Structured data remains crucial for appearing in search results. It can give you an organic advantage if your competitors don't have it, which many don't because, well... it's complicated and tedious.

Schema markup is the structured data framework that Google uses most often to display rich search results for business listings, recipes, products, news articles or paywalled content. It's just a little bit of back-end code that assures crawlers: "These are the facts about my website." Properly implemented schema markup creates a knowledge graph, which helps search engines map relevant information to your brand.

Schema is best added at the template level during site development. In my experience, that rarely happens unless the developers are exceptionally well-versed in SEO. For small websites, someone like me jumps in to hard-code necessary schema, or devs make edits to existing templates.

If you'd like to add schema markup to websites without extensive development support, I recommend Schema App.

Schema App at a glance

Visual review of Schema App: Provides a new level of analytics, is cutting-edge, and integrates with common tools at the monthly price of a single steak dinner. This tool is finely-tuned, single-user and has a learning curve.

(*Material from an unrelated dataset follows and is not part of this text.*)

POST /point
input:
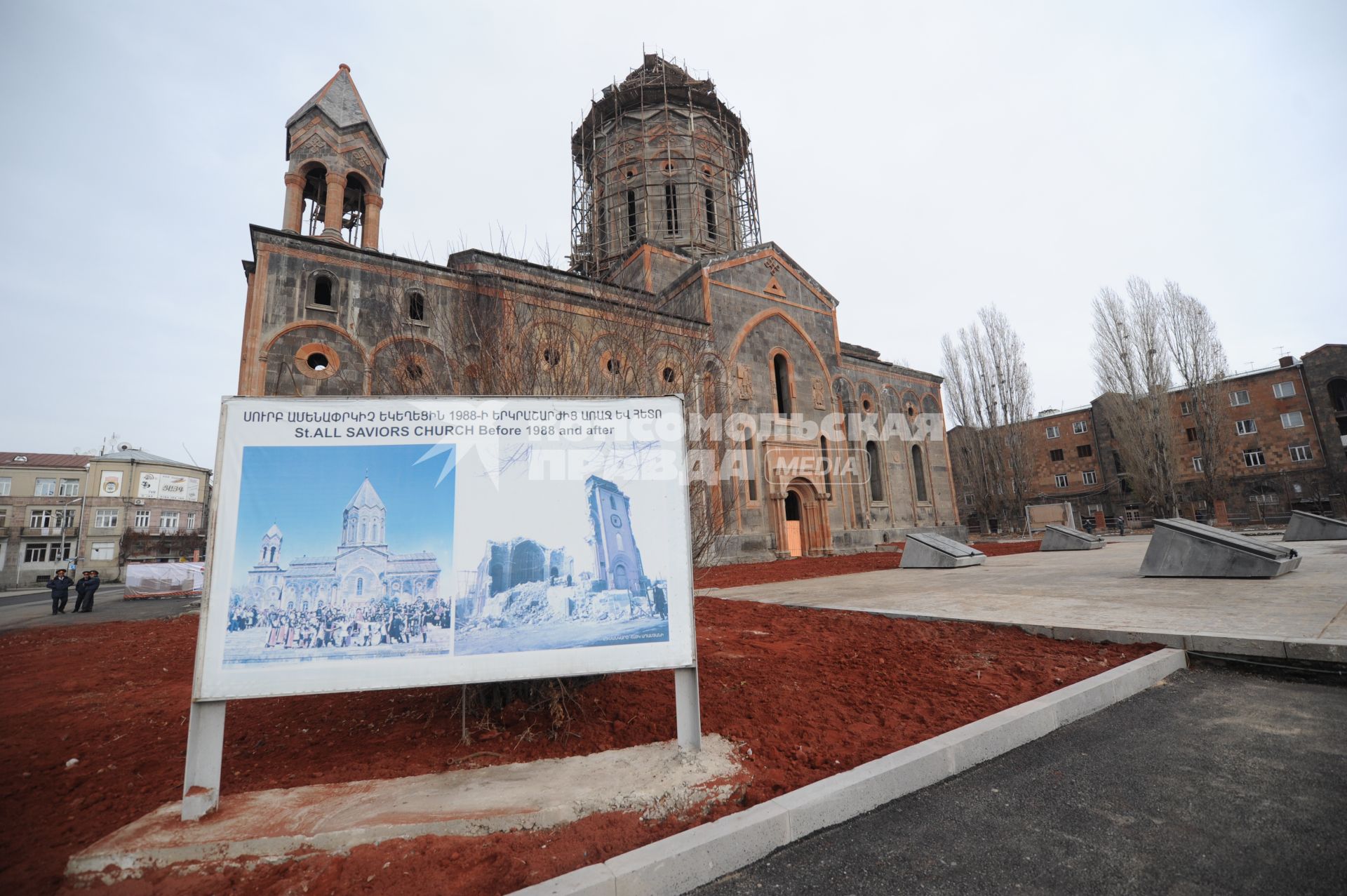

Schema App offers four paid tools to add, measure and monitor recommended schema to the back-end of a website:

  • Schema App Editor is fantastic for most websites under 100 pages, works at the individual page level, recommending missing Schema for already published content
  • Schema App Highlighter works at the template level, recommending missing Schema for complex templates across large websites
  • Schema App Analyzer, currently included in the Editor product, finds errors in markup across websites
  • Schema Performance Analytics, an upgrade, reports on structured data performance, slicing and dicing Search Console Data so it's more usable and actionable

Half of what you're paying for with Schema App is the tech, which is impressive on its own. But the other half is the deep expertise of its team. Schema markup is broad, complex, and immensely hierarchical for most unstructured minds. It's code, so an errant comma or bracket can break the whole thing.

I've only seen a preview of Schema App's more pricey tools, but their free trial version of Editor is great for most websites under 100 pages with minimal templated content. The biggest drawback of Schema App Editor is its impermanence: if you change page content, you'll likely want to review the schema you've implemented on Editor again.

If you're serious about improving search results for articles, products, recipes, or reviews at an enterprise level, the pros on the Schema App team will help you out with error-free implementation and guidance with Highlighter.

For those who can't swing the $30/month for Editor or the much steeper Schema Highlighter, Schema app has a free email course, Wikidata lookup tool, and Schema paths tool.

Structured data is crucial to findability for search engines, or even in app or internal search results. Schema App makes its complexity more manageable and measurable.